最後に、実務で使う際の「コツ」についても触れておきます。column-countは固定値(例えば「3」など)を指定するのも良いですが、端末のサイズによっては、スマホで3列表示にすると1列あたりの幅が数文字分しかなくなり、非常に読みづらくなってしまいます。
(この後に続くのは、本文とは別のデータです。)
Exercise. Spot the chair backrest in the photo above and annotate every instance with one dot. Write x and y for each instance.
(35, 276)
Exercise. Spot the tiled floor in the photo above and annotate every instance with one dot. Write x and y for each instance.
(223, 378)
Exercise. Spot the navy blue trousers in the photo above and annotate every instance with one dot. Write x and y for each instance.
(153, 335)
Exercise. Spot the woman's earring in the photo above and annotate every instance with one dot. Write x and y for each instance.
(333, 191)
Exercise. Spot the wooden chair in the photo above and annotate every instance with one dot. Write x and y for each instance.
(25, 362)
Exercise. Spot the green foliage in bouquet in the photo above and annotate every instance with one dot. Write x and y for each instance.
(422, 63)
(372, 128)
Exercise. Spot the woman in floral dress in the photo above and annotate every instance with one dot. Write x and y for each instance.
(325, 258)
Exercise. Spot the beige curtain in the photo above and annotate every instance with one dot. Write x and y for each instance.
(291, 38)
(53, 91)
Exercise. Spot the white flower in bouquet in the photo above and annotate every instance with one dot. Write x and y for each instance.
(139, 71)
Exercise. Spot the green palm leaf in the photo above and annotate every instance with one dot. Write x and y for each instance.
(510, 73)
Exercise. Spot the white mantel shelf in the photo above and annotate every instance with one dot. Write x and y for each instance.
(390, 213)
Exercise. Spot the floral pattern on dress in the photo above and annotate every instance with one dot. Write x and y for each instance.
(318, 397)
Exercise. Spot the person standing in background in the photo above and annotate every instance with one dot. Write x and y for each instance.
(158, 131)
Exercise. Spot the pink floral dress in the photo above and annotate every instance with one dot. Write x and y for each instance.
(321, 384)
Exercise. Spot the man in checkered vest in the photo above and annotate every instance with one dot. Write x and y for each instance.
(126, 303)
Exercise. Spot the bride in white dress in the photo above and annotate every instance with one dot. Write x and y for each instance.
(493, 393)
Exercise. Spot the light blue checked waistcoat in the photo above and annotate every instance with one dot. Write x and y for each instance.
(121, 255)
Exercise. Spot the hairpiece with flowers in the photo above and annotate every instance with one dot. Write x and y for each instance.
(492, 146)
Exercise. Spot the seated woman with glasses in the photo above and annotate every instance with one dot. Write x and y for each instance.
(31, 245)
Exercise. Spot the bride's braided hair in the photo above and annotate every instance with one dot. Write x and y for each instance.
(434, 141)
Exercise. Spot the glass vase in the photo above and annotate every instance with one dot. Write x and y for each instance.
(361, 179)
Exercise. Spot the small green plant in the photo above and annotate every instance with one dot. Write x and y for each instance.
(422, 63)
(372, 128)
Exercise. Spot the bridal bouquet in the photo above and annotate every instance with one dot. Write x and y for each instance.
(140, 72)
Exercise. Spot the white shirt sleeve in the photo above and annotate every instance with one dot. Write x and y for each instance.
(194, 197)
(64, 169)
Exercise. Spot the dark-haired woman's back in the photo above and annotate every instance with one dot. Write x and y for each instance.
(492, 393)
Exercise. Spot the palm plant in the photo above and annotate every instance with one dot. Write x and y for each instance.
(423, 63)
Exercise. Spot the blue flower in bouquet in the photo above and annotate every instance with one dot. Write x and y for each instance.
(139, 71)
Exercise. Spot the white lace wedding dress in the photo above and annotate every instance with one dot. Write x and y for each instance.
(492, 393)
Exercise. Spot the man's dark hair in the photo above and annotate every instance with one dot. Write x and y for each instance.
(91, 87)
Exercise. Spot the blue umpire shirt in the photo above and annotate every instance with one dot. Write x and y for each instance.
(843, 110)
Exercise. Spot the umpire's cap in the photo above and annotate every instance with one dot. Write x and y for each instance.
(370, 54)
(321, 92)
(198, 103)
そこで推奨されるのが、column-widthとの併用、あるいはメディアクエリの活用です。「画面が広い時は3列、タブレットでは2列、スマホでは1列(column-count: 1;)」というように切り替えることで、どのようなデバイスでも最適な読書体験を提供できます。SEOの観点からも、ユーザーがストレスなくコンテンツを消費できるモバイルフレンドリーな設計は高く評価されるため、必ず意識しておきたいポイントです。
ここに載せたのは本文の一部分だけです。